As discussed previously, atheism is hard. So hard that we will never (so I claim) be able to convince the majority of the population of its merits. Most of us prefer a comfortable illusion to the hard and ugly truth.
Here I want to talk about another tough topic, which has been getting attention on the forum: morality. And once again I will argue that the atheist's ultimate conclusions on morality does not sit well with our intuitions about the universe.
Morality is about determining what is right or wrong. Thing is, in a universe of matter and energy (and *only* matter and energy), who gets to decide what is right and what is wrong? Simple answer: no one! A configuration of matter doing one thing cannot be more right or wrong than a configuration of matter doing something else.
As atheists that take science seriously, we must deny that there is such a thing as right or wrong. If we don't, then we are committing the same error we accuse the theist of, where illusion trumps reality, every day of the week (and twice on Sundays). There is no scientific evidence for right and wrong.
Wow, is it now OK to murder my neighbour? No! No act is OK or not OK. It is simply a category error to ask whether doing something is OK. There is no such thing as OK.
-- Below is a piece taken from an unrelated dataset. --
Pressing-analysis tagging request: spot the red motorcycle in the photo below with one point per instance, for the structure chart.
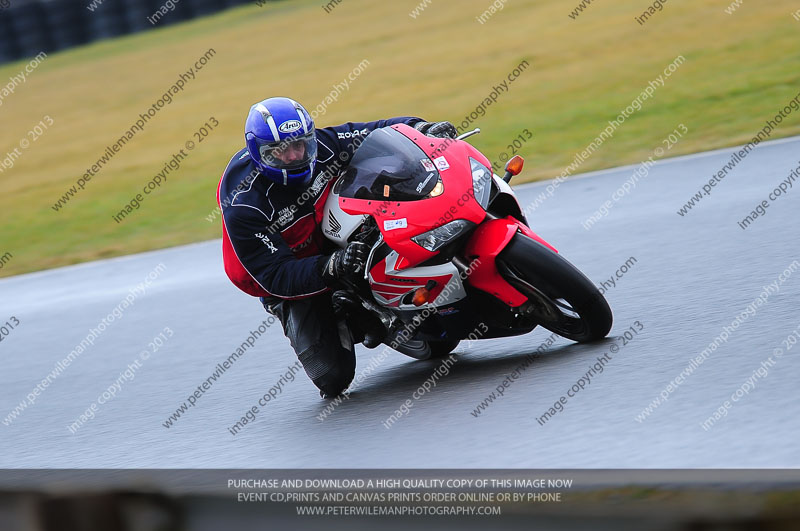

What we perceive as morality is simply nature's solution to an interaction problem (*). Evolutionary psychologists believe that mother nature provided us with a set of rules that guide us on how to behave in a society in order to get along, survive and reproduce. These rules have developed over thousands, perhaps millions of years, via a well-acquainted friend: Darwinian natural selection.
How does mother nature ensure that we follow these rules? Primarily, through our emotions. When we break a rule, we feel bad. When we comply with a rule, we feel good, even superior sometimes (don't tell me you haven't!). We also have the intellect to understand consequences – we can reason (sometimes wrongly) about the result of an action, and act accordingly.
Atheists and theists alike have the same set of built-in behaviours. Yes, atheists feel the same guilt and remorse when we do something “wrong”, and the same pleasure when we do something “right”. We are not immoral, and we are not moral relativists, and couldn't be even if we wanted to.
But this moral nihilism is simply too much for most of us. After all, these behavioural rules are an integral part of our existence. Do a quick survey – how many television shows do you watch, or books do you read, that don't progress around some “moral” thread? We live our lives, define our relationships, psychological health and self worth according to them. We can't shake the feeling that they are somehow more important than mere naturalistic strategies.
The faithful will not give up the morality illusion, and they can see through our vain attempts to harmonize it with atheism. The best we can do is to show that we are simply not that different from them – and that their faith-based morality is simply not as virtuous as they seem to think.
* Why can't we simply redefine morality to be the same thing as these so-called evolutionary rules? Morality is about right and wrong – survival strategies are about survival. It has nothing to do with right or wrong.
** Most of these ideas are stolen pretty much as-is from Alex Rosenberg's “An atheist's guide to reality”, a book I heartily recommend to those that yearn for disillusionment.